Atomic write pattern:

python

def save_session(session):
    path = SESSION_DIR / f"{session.session_id}.json"
    tmp = path.with_suffix('.tmp.json')
    bak = path.with_suffix('.bak.json')
    with open(tmp, 'w') as f:
        json.dump(asdict(session), f, indent=2, default=str)
    if path.exists():
        shutil.copy2(path, bak)
    os.rename(tmp, path)

Size: ~120 lines.

---

SPEC 2: Pane Processor (`pane_processor.py`)

Purpose: Read, clean, hash, diff pane output.

File location: `Desktop/karl/karl/pane_processor.py`

Interface:

python

@dataclass
class PaneResult:
    changed: bool
    diff: list[str]      # New lines since last read
    novelty: float        # 0.0-1.0
    all_lines: list[str]  # Full cleaned output
    raw_line_count: int

def strip_ansi(text: str) -> str
def stable_hash(lines: list[str]) -> str  # Ignores timestamps, whitespace
def compute_diff(prev_lines: list[str], curr_lines: list[str]) -> list[str]
def compute_novelty(diff_lines: list[str]) -> float
def process_pane(session: SessionRecord, raw_output: str) -> PaneResult
def is_spinner_line(line: str) -> bool
def detect_phase(session: SessionRecord, pane: PaneResult) -> str

ANSI stripping regex:

python

ANSI_RE = re.compile(r'\x1b\[[0-9;]*[a-zA-Z]|\x1b\].*?\x07|\x1b\[.*?[Hm]')
TIMESTAMP_RE = re.compile(r'\d{1,2}:\d{2}(:\d{2})?(\s*(AM|PM))?')
SPINNER_RE = re.compile(r'[⠋⠙⠹⠸⠼⠴⠦⠧⠇⠏|/\\-]')

Stable hash:

python

def stable_hash(lines):
    # Remove timestamps, normalize whitespace, keep only alphanumeric content
    normalized = []
    for line in lines:
        clean = TIMESTAMP_RE.sub('', line)
        clean = re.sub(r'\s+', ' ', clean).strip()
        if len(clean) > 3:  # Skip noise lines
            normalized.append(clean)
    return hashlib.md5('\n'.join(normalized).encode()).hexdigest()[:12]

Diff algorithm:

python

def compute_diff(prev_lines, curr_lines):
    if not prev_lines:
        return curr_lines[-30:]

    # Find overlap point: last line of prev that appears in curr
    prev_set = set(l.strip() for l in prev_lines[-10:] if l.strip())
    overlap_idx = len(curr_lines)  # Default: everything is new

    for i in range(len(curr_lines) - 1, -1, -1):
        if curr_lines[i].strip() in prev_set:
            overlap_idx = i + 1
            break

    new_lines = curr_lines[overlap_idx:]
    if not new_lines:
        # No clear overlap found -- take last 20 lines
        new_lines = curr_lines[-20:]

    # Cap at 30 lines
    return new_lines[-30:]

Size: ~150 lines.

---

SPEC 3: Prompt Assembler (`prompt_assembler.py`)

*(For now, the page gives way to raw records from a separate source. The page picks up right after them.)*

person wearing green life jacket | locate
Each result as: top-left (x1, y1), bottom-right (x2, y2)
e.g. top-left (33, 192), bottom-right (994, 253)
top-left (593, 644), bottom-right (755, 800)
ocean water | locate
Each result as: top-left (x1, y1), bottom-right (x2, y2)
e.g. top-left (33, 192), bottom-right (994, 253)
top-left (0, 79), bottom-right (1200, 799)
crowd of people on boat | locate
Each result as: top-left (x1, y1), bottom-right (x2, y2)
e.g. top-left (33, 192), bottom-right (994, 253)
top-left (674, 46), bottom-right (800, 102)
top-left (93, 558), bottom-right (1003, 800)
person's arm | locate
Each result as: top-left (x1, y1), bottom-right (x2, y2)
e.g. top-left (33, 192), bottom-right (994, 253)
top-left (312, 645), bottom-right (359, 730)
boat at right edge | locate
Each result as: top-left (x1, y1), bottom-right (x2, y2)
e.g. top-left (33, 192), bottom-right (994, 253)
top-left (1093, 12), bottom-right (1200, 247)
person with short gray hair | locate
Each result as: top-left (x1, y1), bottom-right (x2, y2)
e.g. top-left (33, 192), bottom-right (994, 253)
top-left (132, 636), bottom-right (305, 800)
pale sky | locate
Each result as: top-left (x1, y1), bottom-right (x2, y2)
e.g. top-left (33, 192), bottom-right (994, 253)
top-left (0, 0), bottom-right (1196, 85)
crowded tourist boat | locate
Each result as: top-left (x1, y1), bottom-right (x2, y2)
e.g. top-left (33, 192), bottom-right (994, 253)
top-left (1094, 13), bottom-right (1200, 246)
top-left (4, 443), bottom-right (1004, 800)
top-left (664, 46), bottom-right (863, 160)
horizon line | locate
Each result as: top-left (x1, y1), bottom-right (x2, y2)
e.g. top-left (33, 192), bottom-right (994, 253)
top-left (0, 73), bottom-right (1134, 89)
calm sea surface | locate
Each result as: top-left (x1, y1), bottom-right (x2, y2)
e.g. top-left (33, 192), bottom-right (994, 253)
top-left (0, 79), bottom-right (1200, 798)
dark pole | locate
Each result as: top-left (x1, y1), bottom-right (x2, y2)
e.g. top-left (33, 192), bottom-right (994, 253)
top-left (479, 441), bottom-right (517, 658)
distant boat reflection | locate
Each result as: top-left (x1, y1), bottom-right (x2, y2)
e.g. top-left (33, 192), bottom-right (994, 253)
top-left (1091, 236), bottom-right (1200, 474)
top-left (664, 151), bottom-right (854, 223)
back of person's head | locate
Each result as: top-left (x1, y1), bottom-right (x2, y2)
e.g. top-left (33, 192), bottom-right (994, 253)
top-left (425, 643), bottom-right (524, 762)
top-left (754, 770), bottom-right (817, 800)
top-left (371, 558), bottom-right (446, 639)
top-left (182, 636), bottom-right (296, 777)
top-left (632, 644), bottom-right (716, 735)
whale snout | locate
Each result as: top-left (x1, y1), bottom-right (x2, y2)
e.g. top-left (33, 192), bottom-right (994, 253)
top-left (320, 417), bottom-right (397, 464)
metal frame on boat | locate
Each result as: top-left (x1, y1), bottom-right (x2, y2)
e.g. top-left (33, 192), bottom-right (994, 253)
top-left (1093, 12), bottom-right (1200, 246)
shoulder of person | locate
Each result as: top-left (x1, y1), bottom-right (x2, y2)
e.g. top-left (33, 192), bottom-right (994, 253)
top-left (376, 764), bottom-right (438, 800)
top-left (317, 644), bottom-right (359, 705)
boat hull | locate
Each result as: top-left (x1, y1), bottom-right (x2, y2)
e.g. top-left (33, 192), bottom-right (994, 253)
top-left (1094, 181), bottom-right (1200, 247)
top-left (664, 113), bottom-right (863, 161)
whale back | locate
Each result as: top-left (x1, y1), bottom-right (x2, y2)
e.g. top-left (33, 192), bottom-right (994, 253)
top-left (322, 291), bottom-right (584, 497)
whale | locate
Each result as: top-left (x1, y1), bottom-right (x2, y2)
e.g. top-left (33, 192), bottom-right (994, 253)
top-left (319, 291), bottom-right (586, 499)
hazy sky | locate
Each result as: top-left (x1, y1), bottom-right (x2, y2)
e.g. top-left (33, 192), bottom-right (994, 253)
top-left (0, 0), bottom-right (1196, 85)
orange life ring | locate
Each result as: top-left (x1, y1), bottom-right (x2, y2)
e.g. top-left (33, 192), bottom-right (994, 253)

Purpose: Build the model prompt from session state and pane data.

File location: `Desktop/karl/karl/prompt_assembler.py`

Interface:

python

V6_SYSTEM_PROMPT: str  # Fixed system prompt for V6

def assemble_context(session: SessionRecord, pane: PaneResult) -> list[dict]
def format_history(history: list[dict]) -> str
def format_plan_hint(plan_steps: list[str], plan_index: int) -> str
def format_diff(diff_lines: list[str], phase: str) -> str
def format_anti_repeat(last_3: list[str]) -> str
def count_tokens_approx(text: str) -> int  # word_count * 1.3
def trim_to_budget(components: dict, max_tokens: int) -> dict

Token budget manager:

python

MAX_TOTAL = 1800  # Leave 200+ for generation
PRIORITIES = ['system', 'identity', 'anti_repeat', 'diff', 'history', 'plan']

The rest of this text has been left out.